Synopses & Reviews
Hildegard of Bingen, the first German mystic, is one of the most influential women in European history. Born in 1098 in Bockelheim on the Nahe River, Hildegard had her first vision at the age of six, a phenomenon she would continue to experience the rest of her life. At the behest of the archbishop of Mainz, Hildegard set upon recording her visions in writing. Her writings soon propelled her from Benedictine abbess to celebrity as determined reformer, castigating seer, theoretical musician, patient adviser, and exorcist. A woman of extraordinarily energetic and independent mind, Hildegard wrote profusely throughout her life as a prophet, a poet, a musical composer, a dramatist, a physician, and a political moralist. Indeed, her musical compositions have reached new heights in popularity, highlighting the revival of Gregorian chant currently sweeping the United States. Hildegard communicated with popes and princes, with people of both influence and humble status, always standing above the corruption, misery, and ruin--both spiritual and temporal--of the twelfth century.
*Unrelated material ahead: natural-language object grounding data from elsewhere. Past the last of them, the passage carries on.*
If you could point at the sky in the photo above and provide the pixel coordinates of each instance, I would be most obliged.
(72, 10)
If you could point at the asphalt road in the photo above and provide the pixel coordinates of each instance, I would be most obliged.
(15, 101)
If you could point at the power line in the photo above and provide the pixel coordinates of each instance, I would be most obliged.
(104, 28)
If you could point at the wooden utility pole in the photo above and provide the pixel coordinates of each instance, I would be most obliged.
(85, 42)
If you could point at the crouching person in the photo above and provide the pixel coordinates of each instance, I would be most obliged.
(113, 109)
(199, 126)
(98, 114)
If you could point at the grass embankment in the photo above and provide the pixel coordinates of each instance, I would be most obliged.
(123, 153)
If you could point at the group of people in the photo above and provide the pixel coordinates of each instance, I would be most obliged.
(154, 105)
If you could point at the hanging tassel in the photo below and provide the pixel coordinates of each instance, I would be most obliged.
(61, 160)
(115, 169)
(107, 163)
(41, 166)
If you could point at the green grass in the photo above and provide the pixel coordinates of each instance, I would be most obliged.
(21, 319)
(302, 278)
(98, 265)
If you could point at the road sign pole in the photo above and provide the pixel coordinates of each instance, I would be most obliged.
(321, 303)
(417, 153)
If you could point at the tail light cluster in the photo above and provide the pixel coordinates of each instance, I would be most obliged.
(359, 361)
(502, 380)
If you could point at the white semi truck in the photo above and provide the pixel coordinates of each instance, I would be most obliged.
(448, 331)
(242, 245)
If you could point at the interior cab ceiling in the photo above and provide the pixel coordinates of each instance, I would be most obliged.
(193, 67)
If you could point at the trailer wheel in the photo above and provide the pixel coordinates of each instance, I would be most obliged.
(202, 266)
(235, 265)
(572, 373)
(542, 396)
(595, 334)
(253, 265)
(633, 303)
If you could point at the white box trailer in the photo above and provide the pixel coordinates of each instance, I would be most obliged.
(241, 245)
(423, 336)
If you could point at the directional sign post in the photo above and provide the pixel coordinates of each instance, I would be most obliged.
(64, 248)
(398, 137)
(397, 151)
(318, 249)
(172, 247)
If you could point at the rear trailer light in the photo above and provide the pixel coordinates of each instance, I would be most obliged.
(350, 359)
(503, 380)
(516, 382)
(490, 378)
The second of Hildegard's three books of visions, The Book of the Rewards of Life (Liber Vitae Meritorum) is a study of the human weaknesses that separates us from God. Written with remarkable visual clarity, it stands as one the most subtle and fascinating works ever written on the relationship of various sins to their corresponding virtues. Divided into six parts, this compelling work focuses on our moral flaws, seemingly inherent in human consciousness, and the role of repentance and the virtues in re-establishing our union with God. The first and only complete English translation of this important medieval work, The Book of the Rewards of Life is indeed a handbook of life.
Includes bibliographical references (p. xxi-xxiii).
About the Author
About the Translator:
Bruce W. Hozeski is Professor of English at Ball State University. Largely responsible for the establishment of Hildegard studies in the United State beginning in the 1960s, he is the founder of the International Society of Hildegard von Bingen Studies.